Remdesivir has the virtue of not messing up our cells' own polymerases, said Robert Shafer, MD, professor of infectious disease, who maintains a continuously updated database of results from trials of drugs targeting SARS-CoV-2.

But while remdesivir's pretty good at faking out the viral polymerase's companion proofreader protein, it's far from perfect, Shafer said. Some intact viral genome copies still manage to get made, escape from the cell, and infect other cells—mission accomplished.

Using remdesivir in combination with some still-sought, as yet undiscovered drug that could block the proofreader might be a more surefire strategy than using remdesivir alone, Shafer said.

The final round in the cellular boxing ring

In addition to replicating its full-length genome, the virus has to make lots of proteins. And it knows just how. Those RNA snippets spun off by the viral polymerase are tailored to play by the cell's protein-making rules—well, up to a point. They fit into ribosomes exactly as do the cell's own strands of "messenger RNA" copied from the cell's genes by its own DNA-reading polymerases. So-called mRNAs are instructions for making proteins.

But there's a hitch: Among the proteins the virus forces ribosomes to manufacture are some that, once produced, bite the hand that fed them. Certain newly made viral proteins home to ribosomes in the act of reading one or another of the cell's mRNA strands, hook themselves onto the strand and stick stubbornly, stalling out the ribosome until the cell's mRNA strand falls apart.

The genomic RNA strands the virus generates, though, all have little blockades on their front ends that protect them from being snagged on the cell's ribosomes by the viral wrecking crew. The result: the cell's protein-making assembly line is overwhelmingly diverted to the production of viral proteins. That's a two-fer: It both increases viral-component production and stifles the infected cell's natural first line of defense.

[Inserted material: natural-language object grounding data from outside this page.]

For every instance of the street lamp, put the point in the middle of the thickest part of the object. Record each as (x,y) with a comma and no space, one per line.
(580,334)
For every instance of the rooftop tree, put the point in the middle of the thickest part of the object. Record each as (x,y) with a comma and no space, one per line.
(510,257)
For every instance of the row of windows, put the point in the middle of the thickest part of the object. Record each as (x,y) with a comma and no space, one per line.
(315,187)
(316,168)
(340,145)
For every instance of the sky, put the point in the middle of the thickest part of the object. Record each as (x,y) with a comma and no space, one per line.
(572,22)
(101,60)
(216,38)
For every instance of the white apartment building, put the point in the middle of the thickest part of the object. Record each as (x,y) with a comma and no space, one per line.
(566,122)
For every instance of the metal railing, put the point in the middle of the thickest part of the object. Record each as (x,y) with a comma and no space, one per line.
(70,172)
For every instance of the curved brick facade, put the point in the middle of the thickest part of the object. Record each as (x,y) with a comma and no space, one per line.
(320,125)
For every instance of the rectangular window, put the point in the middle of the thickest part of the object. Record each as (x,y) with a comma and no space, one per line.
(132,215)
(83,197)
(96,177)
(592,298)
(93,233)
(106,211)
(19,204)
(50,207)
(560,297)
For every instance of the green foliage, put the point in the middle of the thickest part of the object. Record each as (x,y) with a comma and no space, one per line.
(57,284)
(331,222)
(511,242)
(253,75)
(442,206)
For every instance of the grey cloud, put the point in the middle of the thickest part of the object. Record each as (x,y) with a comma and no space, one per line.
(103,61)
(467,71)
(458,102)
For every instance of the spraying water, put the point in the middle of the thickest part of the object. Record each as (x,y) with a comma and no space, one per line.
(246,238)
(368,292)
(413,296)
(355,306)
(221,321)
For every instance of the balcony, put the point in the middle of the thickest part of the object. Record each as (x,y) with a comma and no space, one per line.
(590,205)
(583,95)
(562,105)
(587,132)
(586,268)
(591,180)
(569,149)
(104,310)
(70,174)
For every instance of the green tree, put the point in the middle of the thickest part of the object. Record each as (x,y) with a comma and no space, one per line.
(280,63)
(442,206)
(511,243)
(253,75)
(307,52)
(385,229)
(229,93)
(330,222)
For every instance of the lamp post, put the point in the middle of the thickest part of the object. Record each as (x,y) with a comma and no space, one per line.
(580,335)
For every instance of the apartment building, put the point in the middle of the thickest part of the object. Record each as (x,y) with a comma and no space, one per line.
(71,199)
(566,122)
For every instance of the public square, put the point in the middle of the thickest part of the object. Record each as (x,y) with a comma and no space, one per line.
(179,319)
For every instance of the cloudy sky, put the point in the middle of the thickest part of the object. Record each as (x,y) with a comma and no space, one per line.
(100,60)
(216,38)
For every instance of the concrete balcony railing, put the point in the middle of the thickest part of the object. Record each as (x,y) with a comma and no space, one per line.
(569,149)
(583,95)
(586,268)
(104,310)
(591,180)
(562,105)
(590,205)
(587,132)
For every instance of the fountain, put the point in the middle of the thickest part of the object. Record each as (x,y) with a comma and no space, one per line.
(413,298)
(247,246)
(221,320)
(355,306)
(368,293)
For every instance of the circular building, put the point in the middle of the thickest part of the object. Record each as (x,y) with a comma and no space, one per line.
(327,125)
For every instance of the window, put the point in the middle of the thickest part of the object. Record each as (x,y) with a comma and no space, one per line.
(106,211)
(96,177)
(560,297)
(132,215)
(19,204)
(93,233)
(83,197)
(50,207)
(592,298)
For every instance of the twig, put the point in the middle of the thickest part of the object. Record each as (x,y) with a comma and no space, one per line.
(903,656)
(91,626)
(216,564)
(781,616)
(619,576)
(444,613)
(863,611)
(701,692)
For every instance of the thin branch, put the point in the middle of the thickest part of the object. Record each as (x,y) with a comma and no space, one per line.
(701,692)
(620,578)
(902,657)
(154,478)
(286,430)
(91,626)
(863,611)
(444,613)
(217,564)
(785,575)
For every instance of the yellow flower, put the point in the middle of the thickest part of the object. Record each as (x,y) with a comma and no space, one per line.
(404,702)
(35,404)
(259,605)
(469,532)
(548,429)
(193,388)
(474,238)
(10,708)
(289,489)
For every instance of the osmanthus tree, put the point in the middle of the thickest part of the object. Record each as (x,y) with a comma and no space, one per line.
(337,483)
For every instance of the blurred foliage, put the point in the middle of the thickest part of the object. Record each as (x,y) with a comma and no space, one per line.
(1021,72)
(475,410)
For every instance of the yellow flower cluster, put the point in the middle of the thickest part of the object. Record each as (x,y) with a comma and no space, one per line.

Interferons as a potential treatment

Among the cell's stillborn proteins are molecules called interferons, which the cell ordinarlly makes when it senses it's been infected by a virus. Interferons have ways of monkeying with the viral polymerase's operations and squelching viral replication. In addition, when secreted from infected cells, interferons act as "call in the troops" distress signals that alert the body's immune system to the presence and location of the infected cell.

Instead, silence. Advantage: virus.

There are several different kinds of interferons. A clinical trial is underway at Stanford to determine whether a single injection of one of them, called interferon-lambda, can keep just-diagnosed, mildly symptomatic COVID-19 patients out of the hospital, speed recovery and reduce transmission to family members and the community.

One more thing about viruses

If you don't hate and respect viruses by now, maybe you haven't been paying attention. But there's more.

Viruses don't always kill the cells they take hostage. Some sew their genes into the genome of the cells they've invaded, and those insertions add up. Viral DNA sequences make up fully 8% of our genome—in contrast with the mere 1% that codes for the proteins of which we're largely made and that do most of the making.

"Our genome has been 'invaded' by previous encounters with retroviruses after infection of sperm or egg cells," Carette told me. "Through evolution, these retroviruses' genes have become inactive."

But, as always, there's an exception. As Carette told me: "An ancient viral gene has been repurposed to play an essential role in embryogenesis," the process by which an embryo forms and develops. The protein this gene encodes enables the fusion of two kinds of cells in the developing fetus's placenta, allowing nutrient and waste exchange between the developing embryo and the maternal blood supply.

Without them, that is, there'd be no us.